7. SERVING AS A NAMED REPRESENTATIVE

(Note: This section also applies to those named by the Yearly Meeting to other Friends' bodies.)

Fall and Spring Sessions transacts business for the Yearly Meeting between its annual sessions. In order to encourage participation that reflects the whole body of the Yearly Meeting, monthly meetings appoint named representatives, and a number are appointed by the Yearly Meeting also. All Friends are encouraged to attend Fall and Spring Sessions whether or not they are named representatives.

Fall and Spring Sessions carry out instructions given by the Yearly Meeting and continues work on the business of the Yearly Meeting. It may act for the Yearly Meeting on any matter, except that it may not make changes in Faith and Practice or issue a statement of faith. At its November meeting, it provides for an annual budget for the Yearly Meeting and assigns covenant donations for collection from regional meetings.

For a number of years Fall and Spring Sessions has been held the first weekend in November and usually the second weekend in April (if not Easter). The November meetings are held in the metropolitan New York City area, the April ones elsewhere. Each session begins with a meeting for worship, which allows everyone to settle into the sense of one body gathered to worship, with a concern for business matters. There are usually two or three plenary business sessions. Many committees take the opportunity to schedule meetings at the time of Fall and Spring Sessions, and others are welcome to sit in. Sitting in on meetings is a way to keep in close and sympathetic touch with the committees of the Yearly Meeting, which is one function of Fall and Spring Sessions.

Business sessions at Fall and Spring Sessions are conducted according to Friends' practice, in worship, as a search for the Light of God in each situation. Spiritual and practical preparation is important, as is openness to new insight and understanding. The usual guides to participation are helpful: Be ready to speak if needed, once to an item; be ready not to speak; help to maintain the quiet of worship so that truth can be heard.

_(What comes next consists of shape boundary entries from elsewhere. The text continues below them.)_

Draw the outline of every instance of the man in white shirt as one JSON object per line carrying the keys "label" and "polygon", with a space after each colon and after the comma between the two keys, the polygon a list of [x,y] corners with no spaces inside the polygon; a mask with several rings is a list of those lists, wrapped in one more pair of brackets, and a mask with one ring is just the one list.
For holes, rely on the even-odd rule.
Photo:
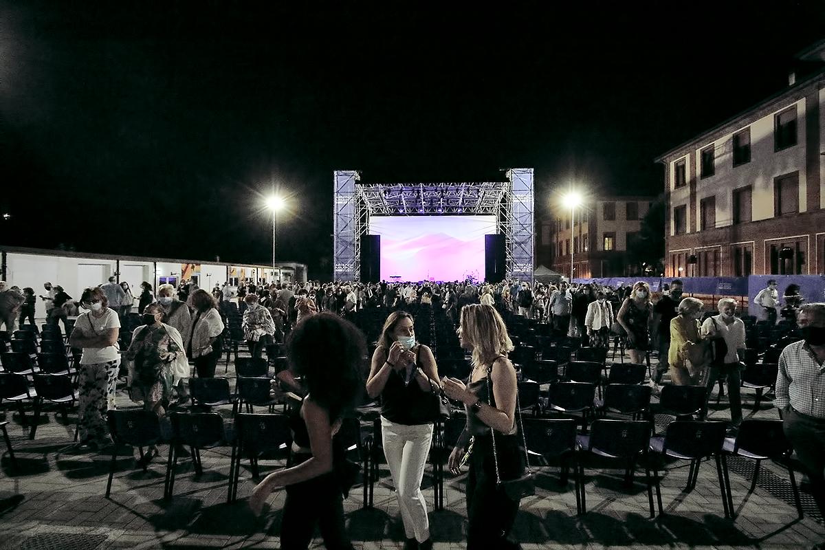
{"label": "man in white shirt", "polygon": [[767,287],[762,289],[753,299],[755,303],[758,303],[765,310],[765,318],[770,324],[776,324],[776,317],[779,313],[779,291],[776,289],[778,284],[776,279],[768,280]]}
{"label": "man in white shirt", "polygon": [[733,317],[736,313],[736,300],[732,298],[723,298],[717,306],[719,314],[710,317],[702,323],[702,334],[706,338],[722,336],[728,347],[728,351],[723,360],[711,362],[709,368],[707,381],[708,393],[705,401],[705,410],[707,411],[708,401],[714,384],[720,376],[728,378],[728,400],[730,402],[730,424],[733,430],[739,427],[742,423],[742,399],[739,397],[739,387],[742,385],[740,374],[742,364],[740,355],[745,350],[745,323],[742,319]]}

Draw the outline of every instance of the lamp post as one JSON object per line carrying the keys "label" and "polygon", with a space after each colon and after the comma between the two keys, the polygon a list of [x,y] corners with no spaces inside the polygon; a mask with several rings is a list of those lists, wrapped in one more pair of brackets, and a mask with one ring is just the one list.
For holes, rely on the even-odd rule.
{"label": "lamp post", "polygon": [[562,199],[562,203],[564,206],[570,209],[570,284],[573,284],[573,253],[576,251],[575,248],[575,233],[576,230],[574,226],[576,225],[576,207],[582,205],[582,195],[578,191],[571,190],[567,195]]}
{"label": "lamp post", "polygon": [[273,195],[266,199],[266,208],[272,211],[272,282],[275,282],[275,226],[278,211],[282,210],[285,206],[283,198],[277,195]]}

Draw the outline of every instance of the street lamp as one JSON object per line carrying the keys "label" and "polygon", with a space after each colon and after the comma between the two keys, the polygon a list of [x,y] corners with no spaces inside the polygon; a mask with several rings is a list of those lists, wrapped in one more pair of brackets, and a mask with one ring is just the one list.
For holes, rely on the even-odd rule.
{"label": "street lamp", "polygon": [[576,230],[573,228],[576,225],[576,207],[582,205],[582,194],[570,190],[562,197],[562,204],[567,208],[570,209],[570,284],[573,284],[573,252],[576,251],[574,242],[575,237],[573,235]]}
{"label": "street lamp", "polygon": [[275,282],[275,224],[276,217],[280,210],[284,209],[284,206],[286,203],[284,201],[283,197],[280,197],[277,195],[272,195],[268,199],[266,199],[266,208],[272,211],[272,282]]}

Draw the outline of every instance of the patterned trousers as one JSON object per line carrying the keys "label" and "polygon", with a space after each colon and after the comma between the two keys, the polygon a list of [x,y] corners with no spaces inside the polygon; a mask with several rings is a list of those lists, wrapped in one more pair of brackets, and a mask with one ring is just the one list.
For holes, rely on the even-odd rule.
{"label": "patterned trousers", "polygon": [[80,440],[105,445],[109,441],[106,411],[114,410],[115,389],[120,360],[80,365],[78,424]]}

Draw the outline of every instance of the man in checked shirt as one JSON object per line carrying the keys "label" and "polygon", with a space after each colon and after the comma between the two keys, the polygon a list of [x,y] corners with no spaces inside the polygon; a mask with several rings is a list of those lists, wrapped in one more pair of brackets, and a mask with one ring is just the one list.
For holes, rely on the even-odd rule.
{"label": "man in checked shirt", "polygon": [[804,340],[782,350],[774,405],[784,411],[785,435],[825,511],[825,303],[803,305],[799,315]]}

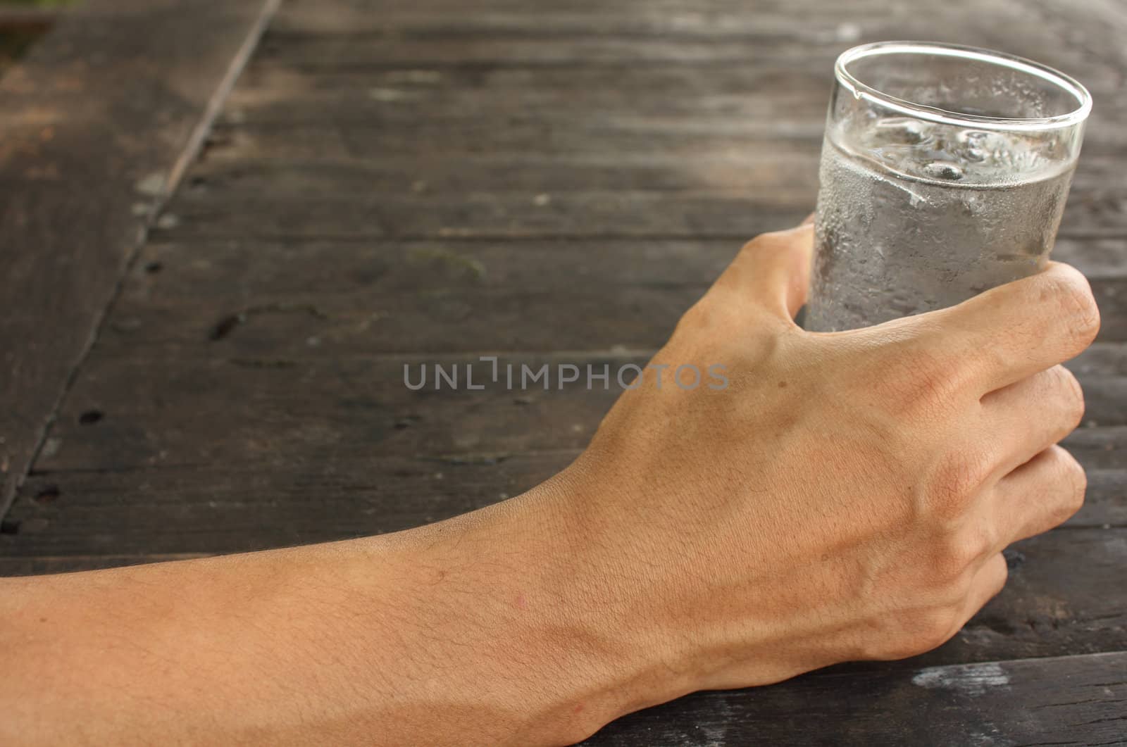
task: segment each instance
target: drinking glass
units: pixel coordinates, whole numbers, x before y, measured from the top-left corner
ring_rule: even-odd
[[[1092,108],[1000,52],[881,42],[834,66],[805,327],[949,306],[1048,261]]]

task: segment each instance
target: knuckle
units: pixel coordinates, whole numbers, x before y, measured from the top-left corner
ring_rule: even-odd
[[[1086,346],[1100,331],[1100,309],[1080,270],[1067,265],[1058,267],[1046,293],[1057,304],[1072,339]]]
[[[939,648],[955,633],[955,614],[947,606],[917,612],[908,622],[908,644],[917,653]]]
[[[1062,512],[1064,514],[1062,521],[1064,521],[1083,507],[1084,493],[1088,491],[1088,474],[1084,472],[1084,468],[1081,466],[1080,462],[1077,462],[1072,454],[1059,446],[1057,446],[1056,450],[1061,455],[1061,470],[1064,473],[1064,481],[1066,486],[1062,506]]]
[[[899,361],[875,374],[875,393],[897,413],[942,409],[961,384],[959,371],[923,346],[904,350]]]
[[[1055,389],[1065,401],[1065,413],[1075,428],[1084,418],[1084,389],[1076,376],[1064,366],[1050,368],[1055,377]]]
[[[943,459],[928,486],[928,504],[935,517],[944,521],[961,517],[988,473],[987,460],[980,454],[956,452]]]
[[[940,585],[966,579],[979,558],[993,551],[992,537],[985,531],[958,532],[940,543],[932,559],[932,573]]]

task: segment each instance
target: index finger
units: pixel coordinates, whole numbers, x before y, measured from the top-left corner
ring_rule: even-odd
[[[983,394],[1075,357],[1100,330],[1088,279],[1062,263],[932,314],[929,329],[959,358],[953,365],[970,366]]]

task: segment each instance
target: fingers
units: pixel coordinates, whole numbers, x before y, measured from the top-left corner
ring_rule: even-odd
[[[971,366],[983,392],[1076,356],[1100,328],[1088,281],[1061,263],[916,319],[947,350],[949,365]]]
[[[1005,564],[1005,557],[1001,552],[995,552],[986,559],[970,581],[970,590],[967,594],[966,605],[962,608],[962,624],[966,624],[968,620],[975,616],[975,613],[986,606],[987,602],[997,596],[1002,587],[1005,586],[1005,580],[1009,576],[1010,571]]]
[[[999,474],[1024,464],[1057,443],[1084,417],[1084,393],[1064,366],[1023,379],[982,398],[986,430],[1005,444]]]
[[[1002,478],[992,505],[1005,544],[1047,532],[1084,504],[1084,468],[1059,446],[1050,446]]]
[[[792,320],[806,303],[813,246],[814,228],[809,223],[763,233],[744,246],[717,285]]]

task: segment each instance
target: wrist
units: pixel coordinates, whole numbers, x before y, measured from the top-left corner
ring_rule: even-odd
[[[515,558],[523,599],[542,644],[568,662],[548,676],[560,685],[560,722],[573,740],[642,708],[699,688],[691,631],[655,616],[660,588],[623,562],[628,537],[598,516],[601,499],[573,465],[527,493],[497,506],[525,527]],[[622,544],[618,544],[621,542]]]

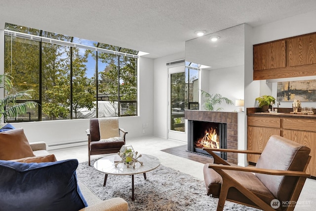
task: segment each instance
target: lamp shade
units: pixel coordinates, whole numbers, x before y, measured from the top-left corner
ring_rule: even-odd
[[[235,106],[243,106],[243,100],[236,100]]]

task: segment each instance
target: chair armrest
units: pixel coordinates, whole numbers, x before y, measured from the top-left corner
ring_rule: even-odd
[[[126,135],[127,133],[128,133],[127,132],[126,132],[126,131],[125,131],[124,130],[124,129],[122,128],[119,128],[118,130],[120,132],[122,132],[123,133],[123,135],[122,135],[122,139],[123,139],[123,140],[124,141],[124,142],[125,142],[125,136]]]
[[[87,135],[90,135],[90,129],[87,129],[85,130],[85,132],[87,133]]]
[[[214,149],[211,147],[203,147],[203,149],[207,152],[209,150],[215,152],[234,152],[236,153],[244,153],[244,154],[252,154],[255,155],[261,155],[261,152],[258,152],[253,150],[243,150],[240,149]]]
[[[117,197],[107,199],[79,211],[127,211],[128,204],[121,198]]]
[[[121,131],[124,134],[128,133],[128,132],[126,132],[126,131],[125,131],[125,130],[122,128],[119,128],[118,129],[119,130],[119,131]]]
[[[219,165],[213,164],[209,164],[208,168],[214,169],[234,170],[239,171],[252,172],[253,173],[263,173],[265,174],[270,175],[303,176],[305,177],[308,177],[311,176],[311,174],[306,173],[304,171],[259,169],[254,167],[242,167],[234,166]]]
[[[46,143],[44,141],[30,143],[30,146],[33,151],[46,150]]]

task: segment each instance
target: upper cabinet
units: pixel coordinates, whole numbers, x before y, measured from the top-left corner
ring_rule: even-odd
[[[289,66],[316,64],[316,34],[292,38],[287,42]]]
[[[285,67],[285,41],[253,46],[253,70]]]
[[[316,75],[316,33],[253,45],[253,80]]]

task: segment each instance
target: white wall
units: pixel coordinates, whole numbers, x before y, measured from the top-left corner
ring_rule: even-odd
[[[220,94],[232,100],[234,105],[227,105],[225,102],[215,107],[223,108],[222,111],[236,111],[235,100],[244,99],[244,66],[240,65],[209,71],[208,91],[210,94]],[[202,108],[202,110],[204,110]]]
[[[184,44],[184,43],[183,43]],[[155,59],[154,62],[154,135],[166,138],[168,132],[168,62],[184,59],[181,52]]]
[[[316,32],[315,20],[316,11],[314,11],[254,27],[252,29],[252,44]],[[305,80],[314,78],[315,77],[306,77]],[[291,80],[295,81],[295,79],[292,78],[289,79],[289,81]],[[276,98],[276,83],[266,83],[266,80],[260,81],[260,96],[264,94],[272,95]],[[316,103],[305,103],[304,106],[316,107]],[[292,102],[282,102],[280,107],[291,108]]]

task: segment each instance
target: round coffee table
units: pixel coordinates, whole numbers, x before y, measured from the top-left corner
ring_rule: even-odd
[[[108,174],[113,175],[132,175],[132,201],[134,201],[134,175],[138,173],[143,173],[144,178],[146,179],[146,172],[158,168],[160,165],[160,162],[157,158],[152,155],[142,154],[142,157],[138,158],[138,160],[143,162],[141,165],[137,162],[135,164],[135,169],[126,165],[122,163],[118,165],[115,160],[118,159],[118,155],[110,155],[98,160],[94,163],[93,166],[97,170],[105,173],[104,183],[103,186],[105,186],[108,178]],[[119,159],[119,157],[118,157]]]

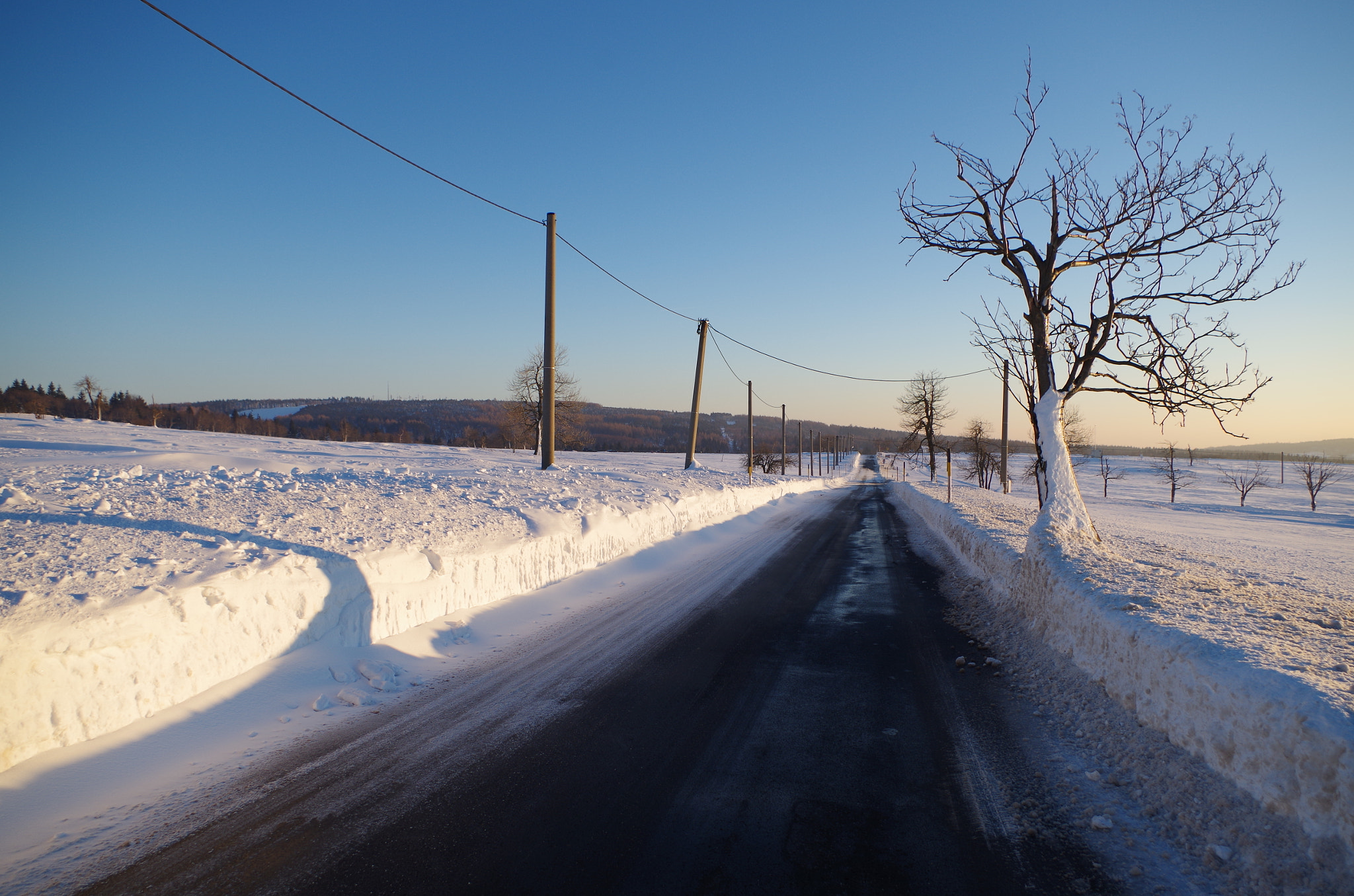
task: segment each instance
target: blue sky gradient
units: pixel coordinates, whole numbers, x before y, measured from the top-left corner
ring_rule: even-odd
[[[1112,102],[1267,154],[1298,284],[1235,321],[1274,384],[1259,441],[1354,434],[1354,14],[1342,3],[437,4],[167,0],[246,62],[413,160],[533,215],[655,299],[815,367],[983,365],[964,313],[1005,287],[899,246],[895,191],[949,191],[938,134],[998,158],[1029,53],[1047,133],[1121,165]],[[0,18],[0,376],[161,401],[502,397],[540,340],[542,227],[439,184],[135,0]],[[559,340],[590,401],[681,409],[693,326],[563,249]],[[730,346],[726,346],[730,348]],[[733,346],[791,417],[894,425],[896,386]],[[714,357],[707,407],[737,410]],[[986,376],[956,424],[995,420]],[[1163,439],[1125,399],[1097,439]],[[1192,420],[1164,437],[1227,441]]]

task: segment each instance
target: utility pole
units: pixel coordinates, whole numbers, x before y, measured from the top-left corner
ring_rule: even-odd
[[[1002,494],[1011,493],[1011,480],[1006,475],[1006,460],[1010,457],[1011,453],[1010,403],[1011,403],[1011,363],[1002,361]]]
[[[780,406],[780,475],[785,475],[785,406]]]
[[[949,445],[945,445],[945,502],[955,503],[955,476],[951,472]]]
[[[686,447],[686,466],[682,470],[691,470],[696,466],[696,429],[700,424],[700,383],[705,376],[705,332],[709,329],[709,321],[701,318],[696,325],[696,332],[700,333],[700,348],[696,349],[696,386],[691,391],[691,444]]]
[[[546,344],[540,390],[540,468],[555,463],[555,212],[546,215]]]
[[[753,382],[747,380],[747,485],[753,483]]]

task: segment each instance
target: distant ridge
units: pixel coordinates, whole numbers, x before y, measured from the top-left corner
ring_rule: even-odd
[[[360,401],[353,398],[214,398],[206,402],[172,402],[175,405],[192,405],[206,407],[218,414],[229,414],[233,410],[263,410],[265,407],[307,407],[310,405],[328,405],[338,401]]]
[[[1290,455],[1328,455],[1340,457],[1354,455],[1354,439],[1323,439],[1320,441],[1267,441],[1255,444],[1250,441],[1236,441],[1231,445],[1215,445],[1213,448],[1196,448],[1196,451],[1229,451],[1229,452],[1285,452]]]

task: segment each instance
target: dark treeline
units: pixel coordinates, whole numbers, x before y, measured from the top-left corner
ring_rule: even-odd
[[[395,399],[328,398],[314,401],[290,417],[260,420],[265,406],[290,407],[299,401],[241,399],[152,405],[139,395],[114,393],[104,397],[96,384],[77,390],[74,397],[49,383],[15,380],[0,393],[0,411],[50,417],[79,417],[160,426],[199,429],[252,436],[311,439],[322,441],[383,441],[459,445],[474,448],[517,448],[531,451],[533,433],[513,432],[508,403],[497,399]],[[92,393],[92,397],[89,395]],[[582,451],[684,452],[691,432],[688,411],[645,410],[585,405],[580,411],[580,441],[567,445]],[[757,447],[780,449],[780,417],[754,416]],[[798,447],[799,422],[788,425],[788,449]],[[903,433],[888,429],[829,426],[803,421],[806,451],[808,433],[853,434],[856,447],[867,453],[895,449]],[[747,416],[701,414],[696,451],[701,453],[742,453],[747,449]]]

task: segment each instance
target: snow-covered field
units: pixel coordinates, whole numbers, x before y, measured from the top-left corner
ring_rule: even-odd
[[[1104,544],[1034,560],[1024,482],[1011,495],[956,482],[946,506],[944,478],[914,470],[898,497],[1140,721],[1350,850],[1354,483],[1331,486],[1312,513],[1289,471],[1242,509],[1217,467],[1196,462],[1198,480],[1171,505],[1147,462],[1110,463],[1127,478],[1109,498],[1094,462],[1079,470]]]
[[[749,485],[727,455],[558,462],[0,416],[0,769],[826,485]],[[305,704],[416,679],[344,669]]]
[[[1011,459],[1022,470],[1025,456]],[[1097,460],[1078,468],[1082,495],[1110,548],[1094,587],[1125,596],[1147,619],[1233,648],[1247,663],[1274,669],[1322,690],[1354,712],[1354,466],[1351,479],[1327,486],[1317,512],[1289,468],[1267,463],[1274,487],[1239,506],[1219,471],[1240,467],[1194,462],[1197,480],[1169,503],[1169,486],[1150,460],[1110,457],[1125,479],[1097,475]],[[1187,460],[1183,462],[1187,464]],[[914,471],[910,480],[944,498]],[[1010,495],[955,482],[955,505],[1016,551],[1025,550],[1039,513],[1033,483],[1013,479]]]

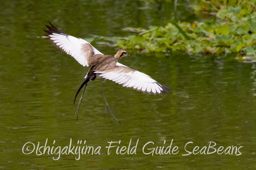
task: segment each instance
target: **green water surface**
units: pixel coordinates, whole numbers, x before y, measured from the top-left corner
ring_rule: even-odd
[[[88,84],[78,123],[73,104],[76,90],[89,68],[44,38],[44,24],[82,38],[90,35],[111,37],[130,33],[127,27],[147,28],[167,19],[191,19],[186,1],[2,1],[0,2],[0,167],[3,169],[256,169],[256,66],[239,63],[232,55],[189,55],[178,52],[141,54],[120,62],[150,75],[173,88],[155,96],[107,80],[104,92],[110,108],[122,123],[107,114],[99,90],[101,79]],[[95,46],[105,54],[118,50]],[[78,98],[80,94],[79,95]],[[78,101],[77,100],[77,102]],[[37,155],[36,147],[54,150],[69,146],[101,147],[99,153],[81,155]],[[121,141],[130,149],[139,139],[136,154],[108,154],[108,142]],[[174,153],[146,154],[172,142]],[[55,142],[53,144],[53,141]],[[82,144],[78,144],[78,141]],[[84,144],[86,140],[85,144]],[[165,141],[165,144],[164,144]],[[188,154],[210,142],[239,149],[218,154]],[[213,145],[212,143],[212,145]],[[112,145],[114,146],[114,144]],[[41,149],[43,150],[44,148]],[[204,153],[207,153],[208,148]],[[73,152],[75,149],[73,150]],[[199,150],[200,151],[200,150]],[[224,150],[222,151],[223,151]],[[214,151],[210,149],[208,153]],[[195,153],[197,152],[195,152]],[[124,151],[125,152],[125,151]],[[219,152],[221,153],[222,152]],[[237,154],[238,154],[238,152]]]

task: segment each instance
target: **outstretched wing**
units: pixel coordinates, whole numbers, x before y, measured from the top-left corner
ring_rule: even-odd
[[[85,40],[77,38],[58,29],[49,22],[51,26],[45,25],[49,30],[44,30],[45,35],[54,45],[72,56],[83,66],[90,66],[88,61],[94,54],[103,54]]]
[[[145,92],[150,94],[153,93],[162,95],[162,93],[168,93],[172,89],[164,86],[146,74],[130,68],[117,63],[116,66],[104,71],[95,71],[99,76],[110,80],[123,87],[132,87],[134,90]]]

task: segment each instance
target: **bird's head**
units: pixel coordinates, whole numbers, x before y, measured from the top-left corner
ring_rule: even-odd
[[[127,52],[125,50],[120,50],[117,52],[114,57],[115,57],[115,58],[118,61],[120,60],[121,58],[126,57],[127,56],[128,56],[128,57],[131,56],[130,55],[127,54]]]

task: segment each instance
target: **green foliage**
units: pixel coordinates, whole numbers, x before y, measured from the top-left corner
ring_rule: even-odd
[[[137,35],[120,38],[114,46],[146,52],[240,53],[256,57],[255,1],[240,1],[238,6],[222,7],[220,9],[212,4],[211,9],[218,10],[216,20],[192,23],[169,21],[148,29],[127,28],[125,31]]]

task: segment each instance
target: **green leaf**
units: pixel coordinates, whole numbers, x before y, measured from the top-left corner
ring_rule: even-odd
[[[236,7],[230,7],[229,8],[228,11],[229,13],[232,13],[234,14],[239,14],[241,11],[241,7],[240,6]]]
[[[178,29],[179,30],[179,31],[182,34],[182,35],[183,35],[183,36],[184,36],[184,37],[185,37],[186,38],[186,39],[187,39],[187,40],[191,39],[191,38],[186,34],[186,33],[185,32],[185,31],[184,31],[182,29],[181,29],[181,28],[180,28],[180,27],[178,25],[177,23],[170,20],[168,20],[165,22],[165,23],[170,23],[173,25],[174,25],[176,27],[176,28],[177,28],[177,29]],[[165,25],[166,24],[165,24]]]
[[[247,54],[249,55],[256,55],[255,53],[256,52],[256,50],[252,47],[248,46],[245,47],[244,50],[245,50],[247,53]]]
[[[221,19],[224,19],[225,17],[228,17],[228,15],[229,13],[227,10],[225,9],[223,9],[219,11],[216,16]]]
[[[247,20],[247,24],[251,31],[256,33],[256,22],[255,19],[249,18]]]

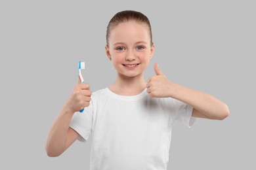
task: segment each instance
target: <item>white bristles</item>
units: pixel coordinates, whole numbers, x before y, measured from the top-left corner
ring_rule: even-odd
[[[81,69],[85,69],[85,62],[81,62]]]

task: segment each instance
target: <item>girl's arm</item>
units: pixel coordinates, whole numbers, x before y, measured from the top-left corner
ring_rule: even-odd
[[[91,92],[88,84],[76,85],[73,92],[58,115],[49,133],[46,151],[49,156],[58,156],[64,152],[79,135],[70,128],[73,115],[75,112],[88,107]]]
[[[158,65],[154,66],[156,76],[152,76],[146,85],[152,97],[173,97],[191,105],[192,116],[223,120],[229,115],[226,105],[215,97],[170,82]]]

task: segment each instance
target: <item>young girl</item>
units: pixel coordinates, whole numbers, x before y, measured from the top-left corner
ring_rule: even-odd
[[[167,169],[175,120],[190,126],[196,117],[228,116],[224,103],[172,82],[157,63],[156,75],[144,79],[155,46],[142,13],[117,13],[108,26],[105,48],[117,73],[116,81],[92,94],[79,80],[50,129],[48,156],[60,155],[92,133],[91,170]]]

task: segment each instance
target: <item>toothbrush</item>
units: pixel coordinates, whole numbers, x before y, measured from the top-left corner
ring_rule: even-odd
[[[83,78],[82,73],[81,73],[81,69],[84,69],[85,68],[85,62],[79,61],[78,62],[78,75],[79,75],[79,76],[80,78],[81,83],[84,83],[85,81],[84,81]],[[83,109],[82,110],[81,110],[79,111],[79,112],[83,112],[84,109]]]

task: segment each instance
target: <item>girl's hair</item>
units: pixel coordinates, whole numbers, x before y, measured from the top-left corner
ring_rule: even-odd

All present participate in searching and finding the sense of the meeting. There is an expectation that named representatives will be well acquainted with the spirit and attitude of their own meetings. It can be helpful to the whole body to hear differences articulated in the course of a search for unity. It is important, however, to make a clear distinction between Friends' representative system and a delegate system. In a delegate system a duly appointed delegate is empowered to speak and vote for her or his local group, and delegates can be instructed ahead of time how to vote on an issue. In the Friends' representative system, the primary purpose of the business meeting is to seek and to discover the Yearly Meeting's response to God. No decisions are predetermined, by a hierarchy or by local meetings. Representatives may usefully report discussion of issues or minutes adopted by local meetings, but they are not there to "vote" on behalf of nor to represent the interests of their meetings. The allegiance of all Friends is to the truth.

The best interest of all Friends is served by paying attention to God. We conduct our business by engaging in corporate worship and opening ourselves to instruction by that of God in ourselves and others.

Named representatives have particular responsibilities:

  • to attend Fall and Spring Sessions, or see that their meeting appoints an alternate
  • to prepare and participate in business sessions as a seeker after truth
  • to serve as a link between local meetings and the wider body of the Yearly Meeting, including reporting at home on what happened at the sessions

To carry out these responsibilities, a named representative needs to have a copy of the current Yearbook.